Square’s popular free invoicing software is becoming the company’s next big subscription service. The company is poised to announce a paid subscription offering called Invoices Plus, which will offer sellers a set of advanced features, including some that had previously been available with the free service. The service itself had been quietly introduced to individual sellers, but has not yet been publicly announced.
Some sellers who were already using Square Invoices were recently alerted to the upcoming changes via email.
In the announcement shared with some sellers (the details of which can also be viewed here on a Square Seller Community forum), the new subscription will include a series of features that were released in the past year as part of a limited trial.
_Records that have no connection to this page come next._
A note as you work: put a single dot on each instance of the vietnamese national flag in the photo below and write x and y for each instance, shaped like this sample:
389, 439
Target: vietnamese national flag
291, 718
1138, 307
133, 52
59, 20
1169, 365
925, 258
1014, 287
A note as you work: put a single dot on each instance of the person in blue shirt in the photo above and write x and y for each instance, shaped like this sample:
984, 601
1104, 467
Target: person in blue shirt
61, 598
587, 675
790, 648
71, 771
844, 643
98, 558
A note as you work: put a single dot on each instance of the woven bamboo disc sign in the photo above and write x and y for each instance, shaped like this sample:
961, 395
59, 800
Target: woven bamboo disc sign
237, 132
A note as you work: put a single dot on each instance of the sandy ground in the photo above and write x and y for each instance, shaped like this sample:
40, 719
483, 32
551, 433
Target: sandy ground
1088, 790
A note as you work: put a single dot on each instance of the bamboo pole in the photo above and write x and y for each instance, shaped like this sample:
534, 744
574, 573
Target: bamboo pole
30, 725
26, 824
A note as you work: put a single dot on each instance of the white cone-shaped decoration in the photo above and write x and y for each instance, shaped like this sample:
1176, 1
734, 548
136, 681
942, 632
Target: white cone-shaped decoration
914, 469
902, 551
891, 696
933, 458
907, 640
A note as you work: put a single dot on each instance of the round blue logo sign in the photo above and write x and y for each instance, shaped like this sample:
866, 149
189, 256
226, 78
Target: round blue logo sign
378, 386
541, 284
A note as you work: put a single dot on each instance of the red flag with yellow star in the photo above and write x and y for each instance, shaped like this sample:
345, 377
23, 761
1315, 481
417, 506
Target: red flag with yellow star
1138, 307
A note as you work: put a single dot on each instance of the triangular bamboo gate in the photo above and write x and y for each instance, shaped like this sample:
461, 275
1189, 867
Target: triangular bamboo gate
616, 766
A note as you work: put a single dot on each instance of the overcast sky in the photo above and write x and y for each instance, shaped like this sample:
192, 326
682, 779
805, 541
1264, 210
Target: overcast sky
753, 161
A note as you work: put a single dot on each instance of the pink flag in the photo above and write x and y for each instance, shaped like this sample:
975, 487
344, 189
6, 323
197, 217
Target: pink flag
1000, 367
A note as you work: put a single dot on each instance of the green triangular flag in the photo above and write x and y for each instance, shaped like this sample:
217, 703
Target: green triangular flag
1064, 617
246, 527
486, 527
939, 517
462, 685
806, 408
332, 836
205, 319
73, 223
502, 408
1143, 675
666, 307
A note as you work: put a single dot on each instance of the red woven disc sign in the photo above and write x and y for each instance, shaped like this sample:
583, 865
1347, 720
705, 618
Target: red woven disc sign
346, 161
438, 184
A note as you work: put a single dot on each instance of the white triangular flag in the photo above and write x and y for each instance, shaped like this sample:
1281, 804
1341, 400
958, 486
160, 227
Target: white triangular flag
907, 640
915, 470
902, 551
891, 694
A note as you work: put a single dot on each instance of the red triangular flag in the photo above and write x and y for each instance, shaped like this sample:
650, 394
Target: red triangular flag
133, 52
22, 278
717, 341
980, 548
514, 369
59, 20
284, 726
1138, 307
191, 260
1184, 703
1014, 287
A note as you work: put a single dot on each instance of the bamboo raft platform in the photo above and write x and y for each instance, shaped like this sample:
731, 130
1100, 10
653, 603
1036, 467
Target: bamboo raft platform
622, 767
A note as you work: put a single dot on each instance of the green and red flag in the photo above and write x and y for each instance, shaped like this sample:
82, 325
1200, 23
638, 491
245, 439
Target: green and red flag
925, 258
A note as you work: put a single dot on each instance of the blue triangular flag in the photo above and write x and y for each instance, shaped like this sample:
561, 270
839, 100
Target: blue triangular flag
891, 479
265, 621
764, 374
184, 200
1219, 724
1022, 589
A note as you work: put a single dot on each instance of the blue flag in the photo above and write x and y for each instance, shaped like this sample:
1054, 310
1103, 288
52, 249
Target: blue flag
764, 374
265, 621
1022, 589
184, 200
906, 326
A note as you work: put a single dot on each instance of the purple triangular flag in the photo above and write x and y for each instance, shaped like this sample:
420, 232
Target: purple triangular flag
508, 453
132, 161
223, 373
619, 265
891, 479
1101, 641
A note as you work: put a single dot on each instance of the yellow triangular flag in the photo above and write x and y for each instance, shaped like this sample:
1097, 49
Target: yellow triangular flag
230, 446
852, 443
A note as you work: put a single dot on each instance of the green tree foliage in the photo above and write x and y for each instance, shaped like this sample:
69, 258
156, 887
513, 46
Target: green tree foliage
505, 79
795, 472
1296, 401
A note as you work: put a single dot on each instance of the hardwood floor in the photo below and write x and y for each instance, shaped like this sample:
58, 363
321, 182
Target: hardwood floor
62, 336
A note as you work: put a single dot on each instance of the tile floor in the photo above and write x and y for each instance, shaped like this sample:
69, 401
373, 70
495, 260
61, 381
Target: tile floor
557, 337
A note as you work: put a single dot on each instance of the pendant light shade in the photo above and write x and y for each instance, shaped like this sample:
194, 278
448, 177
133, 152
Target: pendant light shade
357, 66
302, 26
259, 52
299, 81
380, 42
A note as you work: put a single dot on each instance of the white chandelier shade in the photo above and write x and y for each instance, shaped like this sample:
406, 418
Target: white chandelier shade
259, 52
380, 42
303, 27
This includes multi-package estimates, custom invoice templates and custom invoice fields. These will now become a part of Invoices Plus, as will two other features: the ability to automatically convert accepted estimates to invoices and the ability to build milestone-based schedules (three-plus installment invoices). Square’s announcement said it will introduce a “trial” button next to these features in the Square Invoices software to alert customers to the upcoming capabilities (see below).
Image Credits: Square website
Square’s free invoicing software will not go away, the announcement noted. Sellers will be able to send unlimited invoices for free, as well as estimates and contracts, with the free plan. Free users will also be able to use invoice tracking, reminders and reporting tools.
The free plan has historically relied on processing fees to generate revenue. At present, this is 2.9% + $0.30 per invoice paid online by check or debit card plus a 1% fee per ACH transaction, per Square’s website. (Fees are slightly lower on in-person transactions and slightly higher for “card on file” transactions.) Pricing for the new, paid subscription has not yet been publicly announced.
A Square employee had explained the reasoning behind the change on the community forum site. They noted that many of Square’s other products — like Square Online, Appointments, Square for Retail and Square for Restaurants — also offer both a free and paid tier. And although Square charges processing fees for Square Invoices, they aren’t enough to fuel its product development. With Invoices Plus, they said, the company aims to compete more directly with paid invoicing apps and products and the more advanced features those products offer.
Reached for comment, Square confirmed to TechCrunch Invoices Plus is a software subscription the company plans to announce shortly. But the company didn’t want to share more details until the news is official.
References to the new subscription have also already made their way to the Square app’s code, where they were spotted by iOS developer Steve Moser. The code indicates users who previously used some of the paid-only features will be able to still use them for the time being. But as the announcement also noted, sellers would not be able to use the paid features for free the next time they’re creating new files with Square Invoices.
Image Credits: Steve Moser
The new service arrived shortly after Square announced earnings, where it noted its seller business brought in $1.31 billion in revenue (out of the total of $4.68 billion) and $585 million of gross profit in the second quarter, driven in part by continued strong online growth. The company also announced its plan to acquire the buy now, pay later giant Afterpay in a $29 billion deal, speaking to its interest in chasing the broader payments market. The deal also offers Square a way to connect its different products by allowing Afterpay customers to pay their monthly installments through Square’s Cash App, the company said.
An integration between Square and Afterpay is something that could be seen further down the road, as well, one could imagine. That’s something Square also hinted toward in a response to another seller on its community forum site, where a rep updated an older answer to share news of the acquisition, adding Square didn’t “have integration timelines to share at the moment.”